Scheduled Tribe. The course of the alleged incriminating material
in the FIR, is roughly translated as under :
“ On the second day, dated 10.09.2015, in the
morning at about 8.45, I had been on my duty,
at Primary Health Centre, Barvha. At about 4.30
p.m., Smt. Sonwane, Health Assistant (Arogya
Sevika), Barvha, had played the recording of the
abuses given by Dr. Kapgate, the present applicant
through Mobile Phone No 9764476745, which
was given on 9.9.2015 at about 7.54 p.m. In the
recording played, I heard thus: “Where she ran
away? the rascal Gondin might have ran away to
somebody’s house? No sooner, I heard the vulgar
expletives, I asked Dr. Kapgate, the applicant,
about it and he told me that the first part to give
the tablets to the patients was his; whereas the
second part about the abuses in the name of caste,
was not of his conversation.”
4. On the basis of the above allegations, the complainant
lodged the F.I.R. and the police registered the offence punishable
under section 3 (1) (x) of the Act of 1989 and Sections 294, 507
of the IPC.
5. Learned counsel for the applicant submitted that the
FIR, prima facie, does not constitute an offence under sec. 3 (1) (x)
of the Act, of 1989, on the basis of the above statements in the
FIR. He relied on the decision of the learned Single Judge of the
Andhra Pradesh High Court in the case of Potluri Poorna
Chandra Prabhakar Rao vs. State of UP (2002) CCR 59, in
which it was held that a telephonic conversation would not amount
to offence punishable u/s 3 (1)(x) of the Act of 1989. He relied
on the some other judgments which, in my opinion, are not directly
on the point.
6. Per contra, the learned A.P.P. opposed the Application
and prayed for dismissal of the same, on the ground that
investigation being underway, there is no need to grant
anticipatory bail.
7. Heard learned counsel for the rival parties. Considered
the submissions advanced. Section 3 (1)(x) of the Act of 1989
reads thus:
“ 3(1) (x) : Whoever, not being a member of a
Scheduled Caste or a Scheduled Tribe
....
(x) intentionally insults or intimidates with intent to
humiliate a member of a Scheduled Caste or a Scheduled
Tribe in any place within public view;” (emphasis
supplied).
8. From the above facts it is clear that the applicant is
alleged to have given abuses on the mobile phone of Smt.
Sonawane, Health Assistant, who is said to have recorded the
same in her mobile. On the next day, at 4.30p.m. Smt. Sonawane
played the recording for hearing by the complainant. Perusal of
the above proviso shows that hearing of the voice/abuses in a
recorded mobile phone from the Arogya Sevika, allegedly given
by Dr. Kapgate, the applicant, would not fall in the ingredients of
Section 3(1)(x) and would not fall within “within public view”.
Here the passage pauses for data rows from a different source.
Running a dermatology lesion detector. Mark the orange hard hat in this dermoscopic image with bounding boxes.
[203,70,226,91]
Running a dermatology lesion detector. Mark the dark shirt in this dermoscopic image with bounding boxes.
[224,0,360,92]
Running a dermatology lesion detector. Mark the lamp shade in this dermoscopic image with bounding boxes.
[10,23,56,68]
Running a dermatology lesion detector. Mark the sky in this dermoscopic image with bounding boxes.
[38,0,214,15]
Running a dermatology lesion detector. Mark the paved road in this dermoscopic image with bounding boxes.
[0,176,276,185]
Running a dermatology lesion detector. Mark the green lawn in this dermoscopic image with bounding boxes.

At any rate, the insult or intimidation seems to have not been
hurled directly to the complainant; but is said to have been
recorded by the Arogya Sevika in her mobile phone. Thus, the
above provision being penal provision, its interpretation admits of
no dilution and has to be strictly interpreted. It is not possible
for this court to put something in the provision which is not there.
In the result, I find that prima facie, no offence u/s 3(1)(x) of the
Act of 1989 is disclosed. Hence, the following order:
ORDER
i) Criminal Application No.524/2015 is allowed.
ii) Rule is made absolute in terms of the adinterim order dated
12th October, 2015 made by this Court.